Linux File Comparison: Deep Dive into `colcmp.sh` Script

In the realm of Linux system administration and development, comparing files is a routine yet critical task. Whether you are tracking configuration changes, analyzing log files, or managing datasets, the ability to efficiently compare file content is indispensable. This article delves into colcmp.sh, a bash script designed to compare two files specifically for changes in name-value pairs, offering a focused approach to Linux Compare 2 Files. This script is particularly useful when you need to identify modifications in configuration files or data lists where each entry consists of a name and its corresponding value.

Understanding colcmp.sh

colcmp.sh is a command-line utility crafted in bash to pinpoint changes between two files formatted as name value pairs, each on a new line. It leverages the power of bash associative arrays (available in bash version 4 and above) to efficiently process and compare these files. The script is designed to output the names of entries that have been modified, added, or removed between the two input files.

Key Features and Benefits

  • Focused Comparison: Unlike generic file comparison tools like diff or cmp, colcmp.sh is tailored for name-value pair comparisons. This specialization allows it to provide more meaningful output in scenarios where the order of lines is not significant, but the association between names and values is crucial.
  • Change Detection: The script not only identifies differences but categorizes them as changes, additions, or removals. This detailed output makes it easy to understand the nature of modifications between file versions.
  • Bash Script Simplicity: Being a bash script, colcmp.sh is portable across Linux environments and can be easily understood, modified, and integrated into larger shell scripts or automation workflows.
  • Clear Output: The script provides human-readable output, indicating which names have changed and summarizing the overall comparison. It also generates an Output_File containing a concise summary of changes.

How to Use colcmp.sh for Linux File Comparison

To effectively use colcmp.sh for linux compare 2 files, follow these steps:

Prerequisites

  • Bash v4+: Ensure your Linux environment is running bash version 4 or higher.

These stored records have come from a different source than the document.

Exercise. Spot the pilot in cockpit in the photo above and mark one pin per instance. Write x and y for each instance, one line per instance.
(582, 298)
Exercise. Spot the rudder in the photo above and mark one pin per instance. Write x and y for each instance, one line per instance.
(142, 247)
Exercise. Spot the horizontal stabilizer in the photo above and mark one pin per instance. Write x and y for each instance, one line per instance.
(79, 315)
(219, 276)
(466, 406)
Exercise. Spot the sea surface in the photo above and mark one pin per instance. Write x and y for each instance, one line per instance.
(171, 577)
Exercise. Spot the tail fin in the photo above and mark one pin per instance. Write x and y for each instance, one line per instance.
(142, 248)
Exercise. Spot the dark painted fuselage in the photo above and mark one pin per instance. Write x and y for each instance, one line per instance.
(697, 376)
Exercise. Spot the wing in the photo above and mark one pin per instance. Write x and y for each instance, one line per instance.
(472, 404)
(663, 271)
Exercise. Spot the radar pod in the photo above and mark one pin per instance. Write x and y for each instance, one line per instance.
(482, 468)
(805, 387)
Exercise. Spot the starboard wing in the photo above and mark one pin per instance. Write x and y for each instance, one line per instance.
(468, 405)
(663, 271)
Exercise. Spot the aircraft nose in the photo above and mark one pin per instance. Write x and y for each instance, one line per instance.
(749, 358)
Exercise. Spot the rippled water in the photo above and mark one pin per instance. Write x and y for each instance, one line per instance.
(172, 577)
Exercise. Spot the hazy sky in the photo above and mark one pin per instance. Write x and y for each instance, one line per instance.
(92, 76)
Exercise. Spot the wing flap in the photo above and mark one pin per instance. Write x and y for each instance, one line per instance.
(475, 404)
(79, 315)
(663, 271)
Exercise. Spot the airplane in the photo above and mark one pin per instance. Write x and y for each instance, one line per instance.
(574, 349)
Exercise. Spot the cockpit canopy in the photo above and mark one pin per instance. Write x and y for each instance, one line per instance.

You can check your bash version by running bash --version in the terminal.
  • Executable Script: Save the script content (provided in the Source (colcmp.sh) section below) into a file named colcmp.sh, and make it executable using the command chmod +x colcmp.sh.
  • Input Files: Prepare two text files (File_1.txt and File_2.txt) that you want to compare. Each file should contain name-value pairs in the format name value, with each pair on a new line.

Running the Script

Execute colcmp.sh from your terminal with the following syntax:

./colcmp.sh File_1.txt File_2.txt

Replace File_1.txt and File_2.txt with the actual paths to your input files.

Interpreting the Output

After running the script, you will see output directly in your terminal and an Output_File will be created (or overwritten) in the same directory.

Terminal Output:

The terminal output provides a summary of the comparison:

  • Files are identical: If File_1.txt and File_2.txt are identical, the output will be: files are identical.
  • Changes detected: If differences are found, the output will list:
    • Changes in values: e.g., User3 changed from 'US' to 'NG'
    • Users removed from File_2.txt compared to File_1.txt: e.g., User4 was removed
    • Users added to File_2.txt compared to File_1.txt: e.g., User5 was added as 'CA'
    • Users with no changes: e.g., no change: User1,User2

Output_File Content:

The Output_File will contain a single line:

  • If files are identical or no changes in name-value pairs are detected that are considered as ‘changed’ in the context of the script’s logic (additions, removals, value modifications), Output_File will be empty.
  • If any changes (additions, removals, or value modifications) are detected, Output_File will contain: UserX has changed (where UserX is one of the users that has changed, added, or removed – the script logic makes it so that in case of changes, it will always write to this file).

Example:

Let’s assume File_1.txt contains:

User1 US
User2 CA
User3 US
User4 UK

And File_2.txt contains:

User1 US
User2 CA
User3 NG
User5 CA

Running ./colcmp.sh File_1.txt File_2.txt will produce the following terminal output:

User3 changed from 'US' to 'NG'
User4 was removed
User5 was added as 'CA'
no change: User1,User2

And Output_File will contain:

User3 has changed

Alt text: Command-line example showing the execution of colcmp.sh comparing File_1.txt and File_2.txt and displaying the terminal output with changes and no changes, alongside the content of Output_File.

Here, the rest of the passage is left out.